U.S. ethanol industry hoping for more overseas buying
EAU CLAIRE, Wis. (WEAU) - January’s low milk prices have helped trigger a payment under the Dairy Margin Coverage program. Because the national average margin for the month was $7.14, all dairy farms that selected the Tier 1 coverage, ranging from $7.50 through the $9.50 level and those in Tier 2 at the 7.50 and $8 levels will be getting a payment. Those payments activate when the difference between the national all milk price and the national average feed costs fall below a margin trigger selected by dairy producers.
The U.S. ethanol industry is hoping England will soon become a bigger customer for their product. Reports out of the United Kingdom say they will soon increase the amount of ethanol in their gasoline from the current 5% up to 10%. And right now their biofuel infrastructure isn’t big enough to meet the increased demand. Last year we exported 600 thousand barrels of ethanol to the United Kingdom—down about 55,000 from 2019 when they blended about 4.7 million barrels into their domestic fuel supply.

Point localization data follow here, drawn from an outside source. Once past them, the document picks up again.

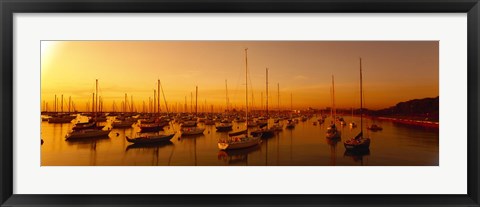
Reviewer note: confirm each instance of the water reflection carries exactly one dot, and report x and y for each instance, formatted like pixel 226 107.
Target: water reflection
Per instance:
pixel 303 145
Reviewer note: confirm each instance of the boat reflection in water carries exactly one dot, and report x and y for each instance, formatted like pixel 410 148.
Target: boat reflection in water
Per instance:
pixel 358 155
pixel 304 145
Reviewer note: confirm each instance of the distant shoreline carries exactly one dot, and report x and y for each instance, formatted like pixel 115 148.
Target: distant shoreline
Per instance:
pixel 412 121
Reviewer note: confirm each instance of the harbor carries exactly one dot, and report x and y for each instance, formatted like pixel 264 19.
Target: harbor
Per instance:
pixel 326 121
pixel 304 145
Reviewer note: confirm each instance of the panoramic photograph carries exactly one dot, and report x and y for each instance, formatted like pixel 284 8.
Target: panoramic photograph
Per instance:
pixel 239 103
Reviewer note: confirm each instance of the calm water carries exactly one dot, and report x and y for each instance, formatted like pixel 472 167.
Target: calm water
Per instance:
pixel 306 145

The value of all crops grown in Wisconsin took a 33% jump last year to a value of $4.14 billion. Corn took a 41% leap to $2.14 billion as the price averaged $4.15 a bushel for the year—up 72 cents from the 2019-2020 marketing year. The value of the soybean crop was up more than corn—up 61% to $1.08 billion as the average soybean price last year was $10.70 a bushel—up $2.28 from the year before. Also up in value last year were the alfalfa hay, barley and oat crops while other types of hay, potatoes, rye and winter wheat all fell in value.
Counties in Southern Wisconsin continue to turn out the biggest corn and soybean crops in the state. Last year Rock County led the state in both corn and soybean production with 27.2 million bushels of corn and 503 million bushels of soybeans. The top corn producing counties in our area last year were Dunn with 15.1 million bushels, St. Croix with almost 15 million bushels, Pierce county 13.2 billion and Chippewa with just over 12 million bushels. The leading soybean growing counties around here were Chippewa, Clark, Marathon, Dunn, Pierce and St. Croix counties—all over 2 million bushels with St. Croix just a tick short of 3 million.